Rabia Semra Yücel ve Sevinç Kökenler’in yeni yıl mesajları da tüm insanlığa yönelikti. Şiirlerinden örnekler sundular.

Şahin Taş’ın adını sosyal medyada sıkça görüyordum ama dün akşam yüz yüze gelebildik. Onun da içten dileklerine ve okuduğu güzel şiirine alkışlarla karşılık verdik.

Sigara tiryakisi arkadaşlar dişlerini sıkıyor, şiir baskın geldiği için yerlerinden kıpırdamadan şiir dinlemeye devam ediyorlardı. Rahat tavırlarıyla bu işlerin duayeni durumunda olan Şiirhırkalı Kadın Selda Kaya’ya sıra gelmişti.

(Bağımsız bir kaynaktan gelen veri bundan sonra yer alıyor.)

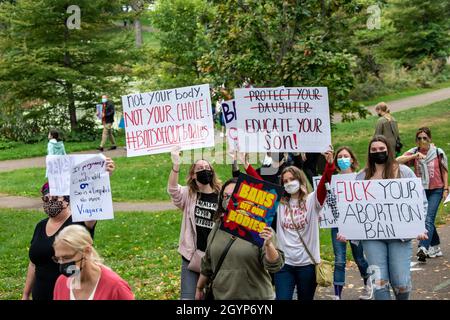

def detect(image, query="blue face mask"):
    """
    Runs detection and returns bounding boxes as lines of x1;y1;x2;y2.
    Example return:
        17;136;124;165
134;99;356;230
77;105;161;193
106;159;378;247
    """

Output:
338;158;352;171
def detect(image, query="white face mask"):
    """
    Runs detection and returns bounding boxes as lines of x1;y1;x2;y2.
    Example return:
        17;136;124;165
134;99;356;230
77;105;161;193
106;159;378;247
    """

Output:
284;180;300;194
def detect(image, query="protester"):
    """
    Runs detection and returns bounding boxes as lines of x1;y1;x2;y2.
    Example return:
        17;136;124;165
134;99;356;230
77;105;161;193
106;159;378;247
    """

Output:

Güzel dileklerinden sonra şiirlerinden bir bölüm okuyarak yerine geçince, meydan Temel Dal ve sempatik arkadaşına kaldı.

Bu arada tiryakiler daha fazla dayanamayıp birer ikişer çıkıp sigaralarını tüttürüp dönüyorlardı. Şarkılar, türküler birlikte söyleniyor, sesler salondan avluya taşıyordu.

Şairlerin dışında kalan kişilerin de konuşması için zaman kalmamıştı. Bana da söz düşseydi, nasıl şair olamadığımı anlatacaktım. Sonra da aşağıdaki yeni yıl mesajımı verecektim, tüm insanlara.

Yeni yıla nasıl girerseniz bütün yıl öyle geçermiş, derler. Bizler yeni yıla şiirle, edebiyatla, müzikle girdik. 2023 yılınız da şiirle, öyküyle, romanla, müzikle; kısacası sanatla dopdolu olsun!  Ama en önemlisi de sağlıklı olsun!..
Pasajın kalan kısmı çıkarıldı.